RubiRLM-1B-Base / README.md
DevHunterAI's picture
Update README.md
de88bd7 verified
---
language:
- en
license: apache-2.0
library_name: transformers
tags:
- rubirlm
- causal-lm
- base-model
- text-generation
- 1b
- moe
datasets:
- HuggingFaceFW/fineweb
- HuggingFaceH4/ultrachat_200k
pipeline_tag: text-generation
---
# RubiRLM-1B-Base
**RubiRLM-1B-Base** is a **1B-parameter base language model** released by **DevHunterAI**.
**Model size: 1B parameters**
**Training datasets:** FineWeb, UltraChat-200k
**Model type:** Base / pretrained language model
**Important:** This release is a **base model**. It can be used for prompt-based generation and experimental chat-style interaction, but it is **not an instruction-tuned chat assistant**.
## Architecture
![RubiRLM 1B Architecture](architecture.png)

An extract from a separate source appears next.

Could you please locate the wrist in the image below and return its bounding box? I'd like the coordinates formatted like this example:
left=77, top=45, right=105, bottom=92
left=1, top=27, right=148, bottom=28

**RubiRLM 1B** uses a recursive language modeling architecture with recurrent state flow, Mixture-of-Experts routing, and conditional block execution.
## Key Features
- **1B parameters**
- **Recursive Language Model (RLM)** architecture
- **10 recursive blocks**
- **d_model = 1024**
- **16 attention heads**
- **max sequence length = 2048**
- **6 recursive reasoning steps**
- **Mixture-of-Experts: 32 experts, top-1 routing**
- **Layer skip router for conditional execution**
- **Packed execution support**
- **Tied token embedding and LM head**
## Training Data
This model was trained using a mixture of:
- **FineWeb**
- **UltraChat-200k**
## Intended Usage
This model is intended for:
- base language modeling research
- continued pretraining
- experimental prompt-based generation
- architecture experimentation around recursive and MoE-based language models
## Not Intended As
This release should **not** be treated as:
- a fully aligned assistant
- a safety-tuned production chatbot
- an instruction-following model with guaranteed conversational quality
## Loading
Because this repository includes custom model code, loading may require `trust_remote_code=True` depending on your workflow.
## Files
- `pytorch_model.bin`: exported RubiRLM weights
- `training_checkpoint.pt`: original training checkpoint
- `config.json`: Hugging Face-facing config
- `rubirlm_config.json`: full RubiRLM architecture config
- `RubiRLM.py`: model implementation
- `xqs_moe.py`, `xqs_stack.py`, `x_quantum_sparse_ops.py`, `rubi_train_stack.py`: supporting code
## Notes
The exported weights were produced from the final training checkpoint and packaged for Hugging Face publication.